魚にあるまじき強さ

 迫りくる追跡ガツオ。焦りを覚えた俺は咄嗟に抜き身の吽形で頭部を護るように構えるが、追跡ガツオは勢いそのままで刀身に突進してきた。


「マジかお前……ッ!」

「ジョージ!?」


 強烈な突進攻撃と不慣れな水中での足場に崩した俺は悪態と共に突き飛ばされてしまった。だが、飛ばされる速度も中々にゆっくりだったので、岩にぶつかる前に体勢を取り直し難なく着地することが出来た。吽形は……うん、折れてないな。

 このまま追撃が来るのではと思ったが、そうはならなかった。見ればオーロラが魔法で追跡ガツオの頭部を凍らせることで動きを鈍らせていた。しかしそれも長くは続かず、奴は自ら頭を近くの岩にぶつけることで、氷を取り除いていた。


「いや、舐めてたわ……」


 正直海ダンジョンで苦戦するならば、鯨とか鮫とか蟹とかイカとかタコとか、そういう生物がモンスター化したものと思い込んでいた節があった。まさかカツオとは思わないじゃん。

 って不味い。さっきの魔法でオーロラが追跡ガツオに狙われ始めた。ヤドリギの矢を食い止めることに分体ミサイルを使い切ったからなのか突進攻撃のみだが、それでもあの巨体。今でこそオーロラは避けきれているが、疲労が溜まればそれも難しくなるだろう。

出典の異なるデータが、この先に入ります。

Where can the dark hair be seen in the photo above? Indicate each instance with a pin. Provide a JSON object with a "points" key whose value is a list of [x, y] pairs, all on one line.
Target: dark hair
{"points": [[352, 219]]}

 上を見上げれば今だに分体ミサイルのものであろう爆発が続いているからヤドリギの矢が戻るのを待っている暇はないか。オウシャコガイの中にあった宝箱から入手した硨磲の盾を片手で持ち地面を蹴って駆ける。


「オーロラ、こっちへ!」

「ウン!」


 俺の声に反応したオーロラが一切疑わず俺の背後に回る。ヘイトを買っていたオーロラが俺の背後に来たということで、追跡ガツオの視線もこちらに向くわけで。通じるかは不明だが、こちらを向いた奴に対して俺は吽形を持った手を大きく振るって挑発するように指をクイクイとしてみせた。


「カモン、お魚くん」

「!!」


 通じたよ。ヤドリギの矢の危険性を察せられたことから結構な知性はあると思っていたが、挑発が通じるほどって感情もあるのかよ。モンスターとなることで生物としての格がうんたらかんたらとは聞いたことがあるが、そこまでとは。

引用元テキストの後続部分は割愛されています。